Blanche et al. demonstrated in 2008 a 4 in x 4 in display that refreshed every few minutes and lasted several hours. Organic photorefractive materials are capable of kHz refresh rates though it is limited by material sensitivity and laser power. Material sensitivity demonstrated in 2010 require kW pulsed lasers.

=== Tunable color filter ===
White light passed through an organic photorefractive diffraction grating, leads to the absorption of wavelengths generated by surface plasmon resonance and the reflection of complementary wavelengths. The period of the diffraction grating may be adjusted by modifying to control the wavelengths of the reflected light.
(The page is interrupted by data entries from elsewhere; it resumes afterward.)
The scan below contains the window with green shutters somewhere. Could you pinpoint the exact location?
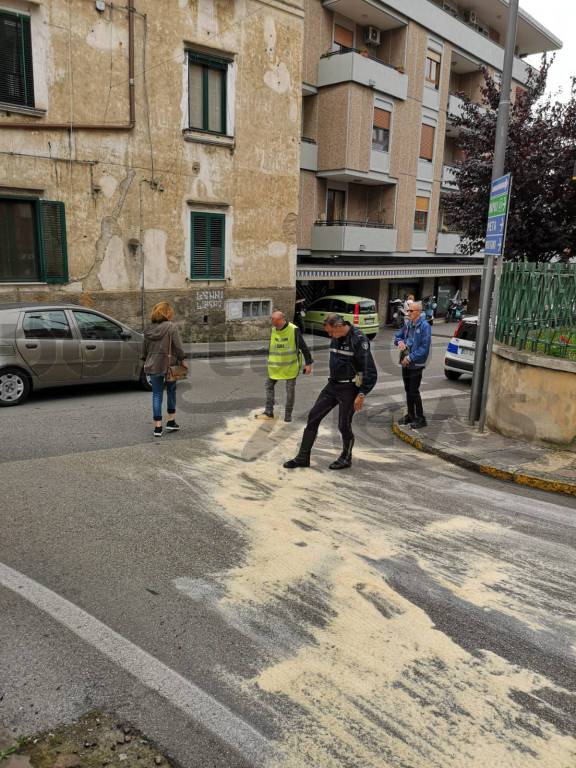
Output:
[190,213,226,280]
[0,11,34,107]
[188,51,230,134]
[0,197,68,283]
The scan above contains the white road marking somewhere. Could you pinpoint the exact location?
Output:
[367,384,470,405]
[0,563,276,765]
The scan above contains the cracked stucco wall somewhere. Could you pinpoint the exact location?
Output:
[0,0,303,338]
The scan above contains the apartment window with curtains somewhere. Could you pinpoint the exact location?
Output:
[188,51,230,134]
[414,197,430,232]
[0,11,34,107]
[420,123,436,162]
[372,107,390,152]
[424,49,442,90]
[334,24,354,51]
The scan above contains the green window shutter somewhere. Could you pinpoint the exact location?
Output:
[188,51,230,134]
[38,200,68,283]
[190,213,226,280]
[0,11,34,107]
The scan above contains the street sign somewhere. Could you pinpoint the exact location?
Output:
[484,173,510,256]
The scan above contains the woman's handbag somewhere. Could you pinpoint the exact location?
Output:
[166,328,188,381]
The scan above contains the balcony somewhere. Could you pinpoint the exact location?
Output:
[318,49,408,100]
[300,136,318,171]
[442,165,458,189]
[366,0,562,83]
[448,93,464,119]
[312,220,397,253]
[436,232,460,256]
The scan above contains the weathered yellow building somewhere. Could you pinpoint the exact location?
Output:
[0,0,303,341]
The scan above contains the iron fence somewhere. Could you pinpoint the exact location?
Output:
[496,262,576,360]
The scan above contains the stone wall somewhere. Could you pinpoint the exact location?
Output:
[487,344,576,450]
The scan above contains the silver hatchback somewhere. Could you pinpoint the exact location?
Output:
[0,303,149,406]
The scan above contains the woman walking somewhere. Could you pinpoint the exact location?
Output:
[144,301,187,437]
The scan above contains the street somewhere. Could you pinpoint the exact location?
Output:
[0,330,576,768]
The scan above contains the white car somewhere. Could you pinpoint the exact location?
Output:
[444,317,478,380]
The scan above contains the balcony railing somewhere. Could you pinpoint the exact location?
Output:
[314,219,394,229]
[320,45,404,74]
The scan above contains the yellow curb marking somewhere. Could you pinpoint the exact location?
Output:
[392,424,576,496]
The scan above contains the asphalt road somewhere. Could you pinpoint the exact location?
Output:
[0,334,576,768]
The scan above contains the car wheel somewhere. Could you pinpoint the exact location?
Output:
[140,368,152,392]
[0,368,30,407]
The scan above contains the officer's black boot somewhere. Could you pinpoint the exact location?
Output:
[284,430,316,469]
[330,437,354,469]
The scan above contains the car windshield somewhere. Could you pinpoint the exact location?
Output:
[348,300,376,315]
[458,323,478,341]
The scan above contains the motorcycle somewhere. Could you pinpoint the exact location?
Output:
[422,296,438,325]
[446,291,468,323]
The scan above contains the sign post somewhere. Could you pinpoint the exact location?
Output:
[478,173,512,432]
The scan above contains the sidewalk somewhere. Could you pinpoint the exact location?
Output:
[182,333,330,359]
[392,398,576,496]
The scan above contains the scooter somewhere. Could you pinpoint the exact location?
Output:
[422,296,438,325]
[390,299,406,328]
[446,291,468,323]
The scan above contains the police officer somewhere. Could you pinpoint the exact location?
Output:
[284,314,378,469]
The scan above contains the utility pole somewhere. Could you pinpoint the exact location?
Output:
[469,0,518,424]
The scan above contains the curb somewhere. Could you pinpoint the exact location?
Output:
[392,424,576,496]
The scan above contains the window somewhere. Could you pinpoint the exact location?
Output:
[334,24,354,51]
[326,189,346,224]
[22,310,72,339]
[0,197,68,283]
[191,213,226,280]
[242,300,272,317]
[0,11,34,107]
[188,51,230,134]
[424,49,442,90]
[414,197,430,232]
[372,107,390,152]
[420,123,436,162]
[74,310,122,341]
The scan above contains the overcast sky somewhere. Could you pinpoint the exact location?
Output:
[520,0,576,101]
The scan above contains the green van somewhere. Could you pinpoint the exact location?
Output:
[304,295,378,339]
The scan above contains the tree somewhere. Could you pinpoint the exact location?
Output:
[446,56,576,261]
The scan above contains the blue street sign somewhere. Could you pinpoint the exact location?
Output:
[486,213,506,236]
[484,235,504,256]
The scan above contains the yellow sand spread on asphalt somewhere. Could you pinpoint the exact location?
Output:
[172,417,576,768]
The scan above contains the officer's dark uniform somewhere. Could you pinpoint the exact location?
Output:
[284,323,378,469]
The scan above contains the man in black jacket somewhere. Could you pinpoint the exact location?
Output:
[284,314,378,469]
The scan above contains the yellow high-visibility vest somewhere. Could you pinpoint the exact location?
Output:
[268,323,300,379]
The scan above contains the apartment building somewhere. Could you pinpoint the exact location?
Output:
[0,0,303,341]
[297,0,561,321]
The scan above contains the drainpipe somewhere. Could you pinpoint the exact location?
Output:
[0,0,136,131]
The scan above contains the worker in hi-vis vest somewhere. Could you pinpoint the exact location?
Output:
[256,309,313,421]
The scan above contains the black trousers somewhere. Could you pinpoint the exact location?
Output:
[302,381,358,448]
[402,368,424,419]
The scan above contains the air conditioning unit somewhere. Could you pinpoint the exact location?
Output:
[364,27,380,45]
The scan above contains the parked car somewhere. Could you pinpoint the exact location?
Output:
[444,317,478,380]
[0,303,149,406]
[304,295,379,339]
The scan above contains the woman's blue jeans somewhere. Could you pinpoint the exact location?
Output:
[149,373,176,421]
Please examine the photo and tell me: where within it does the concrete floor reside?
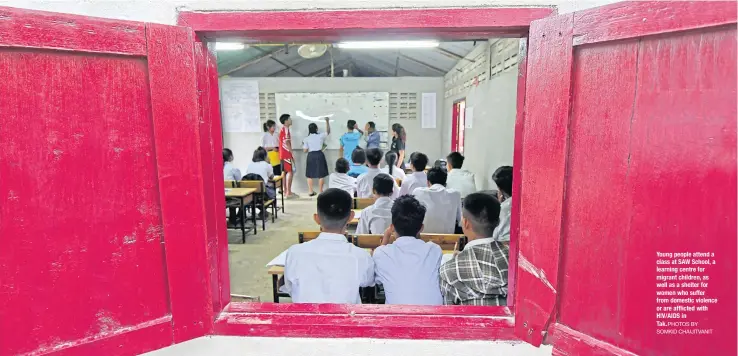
[228,194,319,302]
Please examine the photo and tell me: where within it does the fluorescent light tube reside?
[336,41,439,49]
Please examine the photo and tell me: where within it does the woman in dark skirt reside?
[302,118,331,197]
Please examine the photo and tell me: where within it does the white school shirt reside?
[356,197,395,234]
[261,130,279,148]
[372,236,443,305]
[328,173,356,197]
[413,184,461,234]
[302,132,328,152]
[282,232,374,304]
[400,172,428,196]
[492,197,512,241]
[223,162,241,181]
[380,167,407,181]
[356,167,400,198]
[446,168,477,199]
[246,161,274,184]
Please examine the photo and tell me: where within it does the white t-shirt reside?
[246,161,274,184]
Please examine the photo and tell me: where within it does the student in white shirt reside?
[372,196,443,305]
[282,188,374,304]
[328,157,356,197]
[382,151,406,181]
[223,148,241,181]
[356,174,399,234]
[246,147,277,199]
[446,152,477,199]
[413,167,461,234]
[492,166,512,241]
[356,148,398,198]
[302,118,331,197]
[400,152,428,196]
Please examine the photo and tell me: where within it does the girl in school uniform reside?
[302,118,331,197]
[261,120,282,176]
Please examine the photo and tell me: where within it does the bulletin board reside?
[275,92,389,150]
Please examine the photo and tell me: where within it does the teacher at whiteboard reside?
[390,124,407,169]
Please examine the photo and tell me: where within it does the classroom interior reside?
[215,38,524,303]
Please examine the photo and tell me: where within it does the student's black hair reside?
[446,152,464,169]
[492,166,512,197]
[336,157,348,173]
[392,124,407,142]
[351,147,366,164]
[318,188,354,231]
[410,152,428,172]
[308,122,318,135]
[279,114,290,125]
[428,167,448,187]
[372,174,395,197]
[384,151,397,175]
[392,193,426,237]
[461,193,500,237]
[366,148,382,166]
[251,146,267,162]
[264,120,277,132]
[223,148,233,164]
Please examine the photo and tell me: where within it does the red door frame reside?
[0,7,217,355]
[178,7,554,340]
[513,1,736,355]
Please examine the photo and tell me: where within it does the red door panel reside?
[0,8,212,355]
[516,2,738,355]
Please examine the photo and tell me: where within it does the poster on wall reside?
[220,78,262,132]
[420,93,436,129]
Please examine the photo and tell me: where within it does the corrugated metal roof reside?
[218,41,474,77]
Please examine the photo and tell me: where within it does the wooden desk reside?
[225,188,256,243]
[270,176,284,213]
[267,248,454,303]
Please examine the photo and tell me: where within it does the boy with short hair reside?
[372,196,443,305]
[338,120,364,161]
[356,148,397,198]
[356,174,395,234]
[328,158,356,197]
[348,147,369,178]
[400,152,428,196]
[412,167,461,234]
[441,193,509,306]
[283,188,374,304]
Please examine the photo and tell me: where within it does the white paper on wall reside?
[464,106,474,129]
[220,78,262,132]
[420,93,436,129]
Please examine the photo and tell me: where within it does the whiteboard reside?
[219,78,262,132]
[274,92,389,150]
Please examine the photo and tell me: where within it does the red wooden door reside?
[0,8,214,355]
[515,2,736,355]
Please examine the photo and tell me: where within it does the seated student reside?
[412,167,461,234]
[492,166,512,241]
[381,151,405,180]
[441,193,509,306]
[356,148,397,198]
[356,174,395,234]
[348,147,369,178]
[400,152,428,196]
[328,158,356,197]
[446,152,477,198]
[246,147,277,199]
[282,188,374,304]
[372,196,443,305]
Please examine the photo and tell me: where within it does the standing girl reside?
[261,120,282,176]
[390,124,406,169]
[302,118,331,197]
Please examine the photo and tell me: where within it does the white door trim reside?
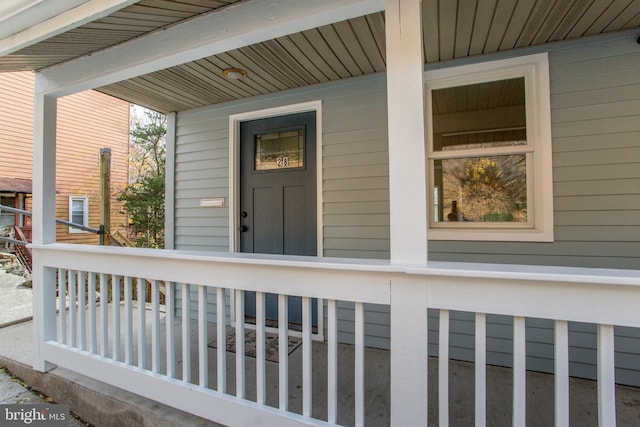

This could be used for filter channels, optical attenuators, and optical color filters

=== Optical communications ===
Free-space optical communications (FSO) can be used for high-bandwidth communication of data by utilizing high frequency lasers. Phase distortions created by the atmosphere can be corrected by a four-wave mixing process utilizing organic photorefractive holograms. The nature of FSO allows images to be transmitted at near original quality in real-time. The correction also corrects for moving images.

=== Image and signal processing ===

Organic photorefractive materials are a nonlinear medium in which large amounts of information can be recorded and read. Holograms due to the inherent parallel nature of optical recording are able to quickly process large amounts of data. Holograms that can be quickly produced and read can be used to verify the authenticity of documents similar to a watermark Organic photorefractive correlators use matched filter and Joint Fourier Transform configurations.

Logical functions (AND, OR, NOR, XOR, NOT) were carried out using two-wave signal processing. High diffraction efficiency allowed a CCD detector to distinguish between light pixels (1 bit) and dark pixels (0 bits).